A Memphis, de Emil Rodolf Weiss, lançada em 1929 pela Stempel Foundry, marcou o renascimento das serifas grossas no século XX. Outro exemplo magistral é a Joanna, lnaçada em 1930 pelo não menos famoso Eric Gill, da Monotype. Em 1931, pela Berthold, George Trump publica a City, retangular, forte e expressiva. Em 1934, Frank Hinman Pierpoint publica a belíssima Rockwell, talvez a mais bonita de todas as egípcias. Heinrich Jost, em 1931, para a Bauer Foundry, na Alemanha, publica a Beton Open. E uma infinidade de variações surgiram. Algumas com as serifas com a mesma espessura do traço vertical, com junção em ângulo reto; outras com serifas inversas, isto é, as seifas mais
grossas que as hastes verticais; outros, ainda, com junção em canto arrendondado e pequena diferença entre as espessuras da serifa e das hastes.
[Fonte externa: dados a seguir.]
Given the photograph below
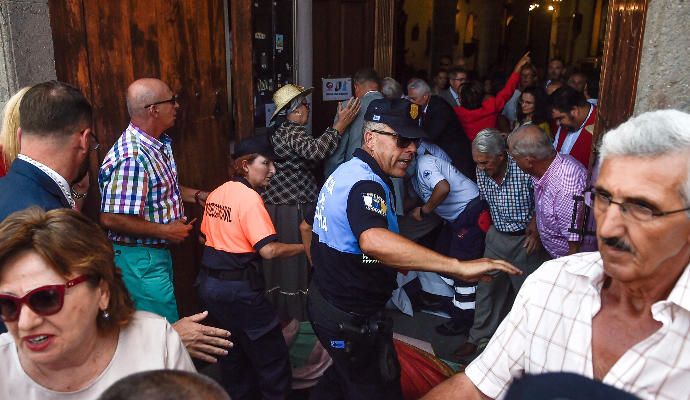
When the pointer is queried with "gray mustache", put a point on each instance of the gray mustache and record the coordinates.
(617, 243)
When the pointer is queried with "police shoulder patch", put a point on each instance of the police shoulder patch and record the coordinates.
(375, 203)
(414, 111)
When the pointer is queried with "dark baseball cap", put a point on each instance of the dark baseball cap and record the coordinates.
(258, 144)
(400, 114)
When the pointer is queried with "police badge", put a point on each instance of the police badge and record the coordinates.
(414, 111)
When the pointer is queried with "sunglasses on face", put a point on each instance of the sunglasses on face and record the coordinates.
(170, 100)
(44, 300)
(400, 141)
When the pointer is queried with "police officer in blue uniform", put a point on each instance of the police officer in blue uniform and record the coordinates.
(356, 251)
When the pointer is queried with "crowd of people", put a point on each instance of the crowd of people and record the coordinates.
(456, 195)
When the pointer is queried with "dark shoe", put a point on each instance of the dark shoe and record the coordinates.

O emprego destas fontes traz resultados muito mais efetivos quando restritos a um número limitado de palavras (três ou quatro, no máximo) e nunca em tamanhos pequenos. Acredito que o tamanho de partida seria o corpo 16. Corpos menores dificultam a leitura, por serem muito pesados. Na segunda metade do século passado aconteceu um novo adormecimento das fontes slab, porém, neste início de século XXI parece que renasceram com força, para alegria de seus adeptos. Divertam-se, mas usem com sabedoria para não cansar.